After a time the congested crowd down one of the side-streets was agitated by the approach of a body of armed men. At the same instant a similar group began to appear at the end of another and converging street. The columns came steadily forward, as the people gave way. The men wore no uniforms, and the glittering steel of their bayonets furnished the only military touch. The two columns reached the convergence of the street at the same time and as they entered the square before the jail a third and a fourth column debouched from other directions, while still others deployed into view on the hills behind. They all took their places in rank around the square.
Among the well-known characters of the times was a certain Colonel Gift. Mr. Hubert H. Bancroft, the chronicler of these events, describes him as “a tall, lank, empty-boweled, tobacco-spurting Southerner, with eyes like burning black balls, who could talk a company of listeners into an insane asylum quicker than any man in California, and whose blasphemy could not be equaled, either in quantity or quality, by the most profane of any age or nation.” He remarked to a friend nearby, as he watched the spectacle below: “When you see these damned psalm-singing Yankees turn out of their churches, shoulder their guns, and march away of a Sunday, you may know that hell is going to crack shortly.”
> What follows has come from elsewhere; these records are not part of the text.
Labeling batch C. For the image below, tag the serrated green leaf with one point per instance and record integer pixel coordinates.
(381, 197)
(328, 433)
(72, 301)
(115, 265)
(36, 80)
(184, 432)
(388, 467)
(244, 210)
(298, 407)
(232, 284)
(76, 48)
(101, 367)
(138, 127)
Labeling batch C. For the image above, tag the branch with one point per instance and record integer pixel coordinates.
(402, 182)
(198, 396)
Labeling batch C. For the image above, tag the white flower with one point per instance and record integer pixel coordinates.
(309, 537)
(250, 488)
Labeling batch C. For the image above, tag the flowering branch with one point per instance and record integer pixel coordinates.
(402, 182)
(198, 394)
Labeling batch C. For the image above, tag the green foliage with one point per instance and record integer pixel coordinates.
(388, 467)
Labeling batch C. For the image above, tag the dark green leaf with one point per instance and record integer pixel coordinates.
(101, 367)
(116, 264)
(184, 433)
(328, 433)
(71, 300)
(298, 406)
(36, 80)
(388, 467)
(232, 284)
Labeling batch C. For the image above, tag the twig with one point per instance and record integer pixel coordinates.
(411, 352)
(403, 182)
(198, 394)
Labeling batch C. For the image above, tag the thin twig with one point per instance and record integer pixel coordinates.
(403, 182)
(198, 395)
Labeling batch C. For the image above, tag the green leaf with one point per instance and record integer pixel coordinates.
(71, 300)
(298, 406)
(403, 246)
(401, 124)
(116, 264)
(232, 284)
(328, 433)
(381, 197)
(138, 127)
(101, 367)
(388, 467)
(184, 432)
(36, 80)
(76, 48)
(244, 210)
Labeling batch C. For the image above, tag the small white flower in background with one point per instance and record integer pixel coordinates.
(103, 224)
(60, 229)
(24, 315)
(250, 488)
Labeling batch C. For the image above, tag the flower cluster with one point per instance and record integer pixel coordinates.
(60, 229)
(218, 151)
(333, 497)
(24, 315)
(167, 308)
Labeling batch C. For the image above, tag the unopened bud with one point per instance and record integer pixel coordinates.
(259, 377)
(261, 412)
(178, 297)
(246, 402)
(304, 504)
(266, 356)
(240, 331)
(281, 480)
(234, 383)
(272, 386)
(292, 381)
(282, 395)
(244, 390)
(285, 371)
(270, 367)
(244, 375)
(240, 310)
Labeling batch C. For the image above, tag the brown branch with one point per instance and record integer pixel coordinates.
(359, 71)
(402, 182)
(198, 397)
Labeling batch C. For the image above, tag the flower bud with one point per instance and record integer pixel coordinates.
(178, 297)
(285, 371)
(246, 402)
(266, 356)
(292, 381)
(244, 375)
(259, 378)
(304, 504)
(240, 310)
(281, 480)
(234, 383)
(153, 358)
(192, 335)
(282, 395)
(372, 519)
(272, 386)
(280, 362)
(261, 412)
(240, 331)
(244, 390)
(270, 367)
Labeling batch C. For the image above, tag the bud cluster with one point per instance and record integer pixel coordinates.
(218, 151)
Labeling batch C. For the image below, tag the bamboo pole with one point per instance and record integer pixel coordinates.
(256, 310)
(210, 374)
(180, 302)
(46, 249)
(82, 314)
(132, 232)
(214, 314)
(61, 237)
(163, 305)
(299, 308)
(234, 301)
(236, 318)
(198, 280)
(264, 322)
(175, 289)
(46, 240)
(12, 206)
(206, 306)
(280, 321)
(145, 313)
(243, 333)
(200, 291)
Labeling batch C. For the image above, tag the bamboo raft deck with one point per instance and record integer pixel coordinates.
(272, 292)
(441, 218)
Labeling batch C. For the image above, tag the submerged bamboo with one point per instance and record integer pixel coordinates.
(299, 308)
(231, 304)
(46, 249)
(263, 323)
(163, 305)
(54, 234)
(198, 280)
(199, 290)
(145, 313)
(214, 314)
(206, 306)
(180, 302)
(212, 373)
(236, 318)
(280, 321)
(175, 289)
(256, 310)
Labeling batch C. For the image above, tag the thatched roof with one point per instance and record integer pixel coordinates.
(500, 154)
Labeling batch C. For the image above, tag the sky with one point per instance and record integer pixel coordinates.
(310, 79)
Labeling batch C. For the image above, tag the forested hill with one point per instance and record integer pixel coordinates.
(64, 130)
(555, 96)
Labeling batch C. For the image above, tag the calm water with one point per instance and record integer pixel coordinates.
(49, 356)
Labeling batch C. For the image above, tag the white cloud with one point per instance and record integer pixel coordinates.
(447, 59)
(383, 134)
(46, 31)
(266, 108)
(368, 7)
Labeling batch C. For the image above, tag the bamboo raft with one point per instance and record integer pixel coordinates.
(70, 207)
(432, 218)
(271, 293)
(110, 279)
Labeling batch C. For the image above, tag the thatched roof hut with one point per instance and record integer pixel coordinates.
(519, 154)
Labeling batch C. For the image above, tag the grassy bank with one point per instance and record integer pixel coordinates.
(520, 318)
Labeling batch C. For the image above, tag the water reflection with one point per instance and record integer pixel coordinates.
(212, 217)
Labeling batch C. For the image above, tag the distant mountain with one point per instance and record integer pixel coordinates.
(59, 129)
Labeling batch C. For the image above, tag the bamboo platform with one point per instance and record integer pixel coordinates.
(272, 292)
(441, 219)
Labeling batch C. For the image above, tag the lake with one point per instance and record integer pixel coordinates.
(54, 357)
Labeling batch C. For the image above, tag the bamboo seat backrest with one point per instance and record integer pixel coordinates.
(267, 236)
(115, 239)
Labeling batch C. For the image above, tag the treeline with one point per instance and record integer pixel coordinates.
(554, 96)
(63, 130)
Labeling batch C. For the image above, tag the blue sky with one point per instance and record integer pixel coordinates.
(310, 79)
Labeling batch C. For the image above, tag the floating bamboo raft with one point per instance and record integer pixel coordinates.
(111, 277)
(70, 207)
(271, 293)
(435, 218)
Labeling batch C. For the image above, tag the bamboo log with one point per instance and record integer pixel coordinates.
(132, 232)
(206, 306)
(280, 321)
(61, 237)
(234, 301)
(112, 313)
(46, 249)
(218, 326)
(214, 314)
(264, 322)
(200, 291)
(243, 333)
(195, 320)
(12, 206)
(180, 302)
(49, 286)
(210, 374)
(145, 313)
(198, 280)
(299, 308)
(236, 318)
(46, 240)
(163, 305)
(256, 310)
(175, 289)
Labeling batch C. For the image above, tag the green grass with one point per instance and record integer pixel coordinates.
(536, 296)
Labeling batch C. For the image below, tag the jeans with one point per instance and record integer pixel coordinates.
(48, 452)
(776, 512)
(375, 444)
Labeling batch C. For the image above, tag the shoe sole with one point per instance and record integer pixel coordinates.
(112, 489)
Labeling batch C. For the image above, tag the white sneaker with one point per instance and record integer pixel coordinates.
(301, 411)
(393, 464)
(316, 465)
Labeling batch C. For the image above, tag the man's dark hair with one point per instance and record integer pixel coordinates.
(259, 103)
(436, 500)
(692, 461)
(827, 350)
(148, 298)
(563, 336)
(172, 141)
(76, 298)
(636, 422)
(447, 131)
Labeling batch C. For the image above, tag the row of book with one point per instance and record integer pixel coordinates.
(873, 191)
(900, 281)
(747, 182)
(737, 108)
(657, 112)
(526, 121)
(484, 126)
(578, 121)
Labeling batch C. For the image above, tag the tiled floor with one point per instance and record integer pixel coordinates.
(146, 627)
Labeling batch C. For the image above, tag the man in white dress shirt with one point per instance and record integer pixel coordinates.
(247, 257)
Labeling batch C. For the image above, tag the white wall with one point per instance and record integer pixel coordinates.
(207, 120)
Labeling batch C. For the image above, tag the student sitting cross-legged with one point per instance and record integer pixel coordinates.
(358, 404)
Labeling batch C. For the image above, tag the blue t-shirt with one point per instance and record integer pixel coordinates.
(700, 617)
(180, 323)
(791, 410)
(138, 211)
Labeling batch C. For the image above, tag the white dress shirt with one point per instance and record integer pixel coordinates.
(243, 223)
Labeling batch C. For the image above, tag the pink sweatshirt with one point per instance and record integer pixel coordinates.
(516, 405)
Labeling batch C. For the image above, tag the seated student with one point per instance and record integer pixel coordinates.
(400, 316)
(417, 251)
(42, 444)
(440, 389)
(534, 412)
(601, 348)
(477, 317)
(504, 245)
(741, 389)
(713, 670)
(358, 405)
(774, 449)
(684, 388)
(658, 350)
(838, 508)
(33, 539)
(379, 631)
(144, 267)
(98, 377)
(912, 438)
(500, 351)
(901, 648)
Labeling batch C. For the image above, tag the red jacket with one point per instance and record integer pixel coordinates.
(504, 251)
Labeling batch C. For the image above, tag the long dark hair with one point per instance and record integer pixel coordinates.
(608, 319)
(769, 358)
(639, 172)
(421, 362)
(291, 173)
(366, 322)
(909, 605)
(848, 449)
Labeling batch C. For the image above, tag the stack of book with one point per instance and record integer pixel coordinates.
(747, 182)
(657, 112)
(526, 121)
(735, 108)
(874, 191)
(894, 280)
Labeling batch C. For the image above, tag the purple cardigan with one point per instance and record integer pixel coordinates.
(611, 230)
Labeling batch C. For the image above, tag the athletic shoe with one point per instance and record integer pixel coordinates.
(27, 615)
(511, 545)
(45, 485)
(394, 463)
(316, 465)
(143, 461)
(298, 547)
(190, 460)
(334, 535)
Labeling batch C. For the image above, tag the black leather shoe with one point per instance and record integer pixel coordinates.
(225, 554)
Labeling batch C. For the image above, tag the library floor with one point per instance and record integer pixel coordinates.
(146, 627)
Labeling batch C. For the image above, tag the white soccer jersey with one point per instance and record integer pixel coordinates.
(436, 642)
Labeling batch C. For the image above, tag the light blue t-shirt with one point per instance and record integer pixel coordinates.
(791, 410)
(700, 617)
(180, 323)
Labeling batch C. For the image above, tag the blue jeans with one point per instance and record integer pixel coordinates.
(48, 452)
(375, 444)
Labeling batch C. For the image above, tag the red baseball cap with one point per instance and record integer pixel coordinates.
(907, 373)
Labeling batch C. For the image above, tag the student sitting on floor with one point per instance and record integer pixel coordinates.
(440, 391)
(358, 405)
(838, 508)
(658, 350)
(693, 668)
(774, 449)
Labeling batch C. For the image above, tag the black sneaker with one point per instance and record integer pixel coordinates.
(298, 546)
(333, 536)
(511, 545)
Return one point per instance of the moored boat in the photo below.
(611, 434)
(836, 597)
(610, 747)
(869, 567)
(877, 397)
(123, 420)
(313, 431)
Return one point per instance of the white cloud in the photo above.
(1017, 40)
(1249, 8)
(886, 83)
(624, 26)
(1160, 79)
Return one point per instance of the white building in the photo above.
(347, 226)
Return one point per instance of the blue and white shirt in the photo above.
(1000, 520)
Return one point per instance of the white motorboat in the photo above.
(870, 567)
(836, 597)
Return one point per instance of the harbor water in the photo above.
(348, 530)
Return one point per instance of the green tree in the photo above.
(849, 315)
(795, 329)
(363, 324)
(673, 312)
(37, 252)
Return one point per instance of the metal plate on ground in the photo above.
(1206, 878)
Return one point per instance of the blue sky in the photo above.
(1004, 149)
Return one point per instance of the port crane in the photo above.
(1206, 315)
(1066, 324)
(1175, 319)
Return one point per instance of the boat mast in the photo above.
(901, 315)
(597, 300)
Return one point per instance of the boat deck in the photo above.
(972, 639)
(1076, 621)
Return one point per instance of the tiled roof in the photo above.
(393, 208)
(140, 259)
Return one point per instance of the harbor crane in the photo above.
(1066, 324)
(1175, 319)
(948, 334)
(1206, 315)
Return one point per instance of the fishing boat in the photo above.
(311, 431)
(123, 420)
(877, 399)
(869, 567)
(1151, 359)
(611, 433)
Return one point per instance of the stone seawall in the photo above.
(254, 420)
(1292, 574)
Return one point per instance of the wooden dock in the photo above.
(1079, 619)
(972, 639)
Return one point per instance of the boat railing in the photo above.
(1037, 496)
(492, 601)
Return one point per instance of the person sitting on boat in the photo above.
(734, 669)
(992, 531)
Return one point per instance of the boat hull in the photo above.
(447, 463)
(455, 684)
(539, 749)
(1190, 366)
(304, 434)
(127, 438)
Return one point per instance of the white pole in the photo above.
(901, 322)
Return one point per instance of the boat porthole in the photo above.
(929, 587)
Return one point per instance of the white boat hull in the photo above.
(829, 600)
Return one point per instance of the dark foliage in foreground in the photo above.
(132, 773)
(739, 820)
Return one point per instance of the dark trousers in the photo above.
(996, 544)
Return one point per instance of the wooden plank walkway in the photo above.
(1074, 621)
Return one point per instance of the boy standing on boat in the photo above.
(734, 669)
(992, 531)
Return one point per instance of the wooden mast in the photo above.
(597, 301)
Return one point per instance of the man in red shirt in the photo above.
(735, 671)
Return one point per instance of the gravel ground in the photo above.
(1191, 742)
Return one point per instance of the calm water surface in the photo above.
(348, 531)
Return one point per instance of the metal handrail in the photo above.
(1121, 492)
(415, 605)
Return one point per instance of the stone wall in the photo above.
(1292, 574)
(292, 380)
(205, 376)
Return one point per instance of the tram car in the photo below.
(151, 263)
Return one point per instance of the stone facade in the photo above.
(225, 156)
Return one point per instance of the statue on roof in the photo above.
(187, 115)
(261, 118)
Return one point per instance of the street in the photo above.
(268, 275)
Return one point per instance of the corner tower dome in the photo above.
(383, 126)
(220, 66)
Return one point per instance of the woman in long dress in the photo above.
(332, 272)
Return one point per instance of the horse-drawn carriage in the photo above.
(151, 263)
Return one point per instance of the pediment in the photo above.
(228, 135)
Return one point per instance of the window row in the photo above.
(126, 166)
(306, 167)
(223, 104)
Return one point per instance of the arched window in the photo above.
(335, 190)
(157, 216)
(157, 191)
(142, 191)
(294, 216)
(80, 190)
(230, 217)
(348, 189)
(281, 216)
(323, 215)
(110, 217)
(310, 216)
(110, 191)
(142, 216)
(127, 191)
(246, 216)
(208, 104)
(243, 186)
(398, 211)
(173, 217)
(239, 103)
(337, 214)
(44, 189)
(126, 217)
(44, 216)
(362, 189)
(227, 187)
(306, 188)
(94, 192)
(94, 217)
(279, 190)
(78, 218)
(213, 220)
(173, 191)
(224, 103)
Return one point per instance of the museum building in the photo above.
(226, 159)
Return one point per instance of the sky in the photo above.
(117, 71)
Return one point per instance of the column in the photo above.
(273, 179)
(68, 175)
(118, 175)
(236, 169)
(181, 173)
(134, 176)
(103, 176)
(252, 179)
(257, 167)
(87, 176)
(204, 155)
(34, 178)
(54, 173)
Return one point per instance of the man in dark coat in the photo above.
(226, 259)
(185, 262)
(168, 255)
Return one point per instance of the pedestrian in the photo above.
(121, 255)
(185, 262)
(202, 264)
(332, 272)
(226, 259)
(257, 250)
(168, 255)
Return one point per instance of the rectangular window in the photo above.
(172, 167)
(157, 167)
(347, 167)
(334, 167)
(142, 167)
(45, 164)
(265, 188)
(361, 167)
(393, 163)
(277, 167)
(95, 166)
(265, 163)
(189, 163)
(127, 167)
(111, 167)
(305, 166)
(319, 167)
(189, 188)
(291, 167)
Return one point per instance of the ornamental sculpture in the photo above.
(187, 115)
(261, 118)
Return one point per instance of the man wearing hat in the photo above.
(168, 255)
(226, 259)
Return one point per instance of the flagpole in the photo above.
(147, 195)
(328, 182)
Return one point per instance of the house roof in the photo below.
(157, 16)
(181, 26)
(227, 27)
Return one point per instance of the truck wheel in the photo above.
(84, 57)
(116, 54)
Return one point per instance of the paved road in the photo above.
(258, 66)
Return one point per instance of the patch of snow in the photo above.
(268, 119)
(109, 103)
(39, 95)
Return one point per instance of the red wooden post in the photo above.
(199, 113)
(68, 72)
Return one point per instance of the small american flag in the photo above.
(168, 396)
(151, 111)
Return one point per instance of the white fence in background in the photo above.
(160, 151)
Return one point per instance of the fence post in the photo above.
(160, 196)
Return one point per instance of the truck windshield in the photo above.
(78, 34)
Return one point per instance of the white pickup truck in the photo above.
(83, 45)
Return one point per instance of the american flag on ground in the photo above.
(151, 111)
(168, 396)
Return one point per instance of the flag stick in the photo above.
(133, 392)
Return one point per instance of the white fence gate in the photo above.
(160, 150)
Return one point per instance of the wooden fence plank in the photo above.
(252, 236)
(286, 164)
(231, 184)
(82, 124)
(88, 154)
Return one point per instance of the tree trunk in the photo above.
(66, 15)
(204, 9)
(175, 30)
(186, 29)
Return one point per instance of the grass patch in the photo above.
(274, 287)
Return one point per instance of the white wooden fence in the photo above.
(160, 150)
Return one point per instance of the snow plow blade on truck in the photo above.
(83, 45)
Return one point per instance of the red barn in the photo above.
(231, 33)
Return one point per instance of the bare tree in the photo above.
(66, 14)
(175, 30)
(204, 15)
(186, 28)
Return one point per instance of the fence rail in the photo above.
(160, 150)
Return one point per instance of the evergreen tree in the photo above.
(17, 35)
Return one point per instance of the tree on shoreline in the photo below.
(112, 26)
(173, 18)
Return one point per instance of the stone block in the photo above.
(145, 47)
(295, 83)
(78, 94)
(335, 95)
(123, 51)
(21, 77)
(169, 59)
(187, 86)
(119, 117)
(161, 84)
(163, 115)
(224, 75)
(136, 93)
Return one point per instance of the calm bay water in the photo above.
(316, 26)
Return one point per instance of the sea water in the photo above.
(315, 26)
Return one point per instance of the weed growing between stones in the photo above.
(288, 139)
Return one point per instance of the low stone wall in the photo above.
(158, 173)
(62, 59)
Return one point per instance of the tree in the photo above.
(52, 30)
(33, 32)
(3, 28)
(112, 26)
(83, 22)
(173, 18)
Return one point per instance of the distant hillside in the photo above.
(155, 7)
For some time the armed men stood rigid, four deep all around the square. Behind them the masses of the people watched. Then at a command the ranks fell apart and from the side-streets marched the sixty men chosen by Olney, dragging a field gun at the end of a rope. This they wheeled into position in the square and pointed it at the door of the jail. Quite deliberately, the cannon was loaded with powder and balls. A man lit a slow match, blew it to a glow, and took his position at the breech. Nothing then happened for a full ten minutes. The six men stood rigid by the gun in the middle of the square. The sunlight gleamed from the ranks of bayonets. The vast multitude held its breath. The wall of the jail remained blank and inscrutable.
Then a man on horseback was seen to make his way through the crowd. This was Charles Doane, Grand Marshal of the Vigilantes. He rode directly to the jail door, on which he rapped with the handle of his riding-whip. After a moment the wicket in the door opened. Without dismounting, the rider handed a note within, and then, backing his horse the length of the square, came to rest.